Cllr Kevin Wigens (Con, Plymstock Dunstone), a board member, said he was disappointed that Cllr Lowry was not apologising for raising council tax by two per cent.
He said quite a few West Country councils had managed to freeze council tax for a third year. Cllr Lowry said he understood the need for party political point-scoring, but added: "It's time for you to work with us."
He said the main reason for the overspending was adult social care and £375,000 extra costs for street lighting.
The council has also faced £250,000 higher waste costs and lower income from recycling.
Cllr Lowry said that another 110 staff would be "released" in the next few months, easing the wages bill.
"It is going to be challenging to balance the budget. We need to have a firm grip on the finances."
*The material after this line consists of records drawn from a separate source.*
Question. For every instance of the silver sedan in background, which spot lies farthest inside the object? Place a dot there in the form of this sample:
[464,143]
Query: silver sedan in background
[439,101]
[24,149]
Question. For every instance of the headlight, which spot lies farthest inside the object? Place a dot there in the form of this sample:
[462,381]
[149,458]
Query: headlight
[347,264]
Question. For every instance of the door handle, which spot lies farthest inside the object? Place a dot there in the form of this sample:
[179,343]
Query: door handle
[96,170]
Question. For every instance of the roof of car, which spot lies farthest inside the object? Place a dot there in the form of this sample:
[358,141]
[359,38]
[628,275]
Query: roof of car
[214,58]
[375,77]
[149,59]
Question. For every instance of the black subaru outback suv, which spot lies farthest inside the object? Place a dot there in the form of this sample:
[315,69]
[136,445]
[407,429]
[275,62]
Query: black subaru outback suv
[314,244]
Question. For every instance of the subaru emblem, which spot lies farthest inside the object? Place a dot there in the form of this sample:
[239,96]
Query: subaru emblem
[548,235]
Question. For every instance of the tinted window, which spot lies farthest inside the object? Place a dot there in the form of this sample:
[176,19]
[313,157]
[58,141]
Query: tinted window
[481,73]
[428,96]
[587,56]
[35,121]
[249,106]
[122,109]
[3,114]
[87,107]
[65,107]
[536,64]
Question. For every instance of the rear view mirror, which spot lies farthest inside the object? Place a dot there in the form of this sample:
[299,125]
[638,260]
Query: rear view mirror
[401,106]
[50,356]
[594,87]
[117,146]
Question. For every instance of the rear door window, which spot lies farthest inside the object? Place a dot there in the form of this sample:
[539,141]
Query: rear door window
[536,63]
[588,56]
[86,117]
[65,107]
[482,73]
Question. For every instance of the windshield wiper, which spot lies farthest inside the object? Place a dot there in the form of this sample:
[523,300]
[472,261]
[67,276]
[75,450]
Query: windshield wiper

Cllr Lowry said he expected to have to raid the reserves.
"We don't want to keep money in the bank while cutting frontline services," he said.
But Cllr David James (Con, Plympton St Mary), a scrutiny board member, said he was concerned about the precedent set by taking cash from the reserves.
Cllr Patrick Nicholson (Con, Plympton St Mary), another board member, questioned an extra £300,000 spent on the roads.
"Is this funding the shoddy placing of tarmac in potholes which washes out in the next rain?" he said.
Cllr Lowry said he was setting aside £20million over the next ten years to resurface the city's roads. "The idea is to stop throwing good money after bad," he said.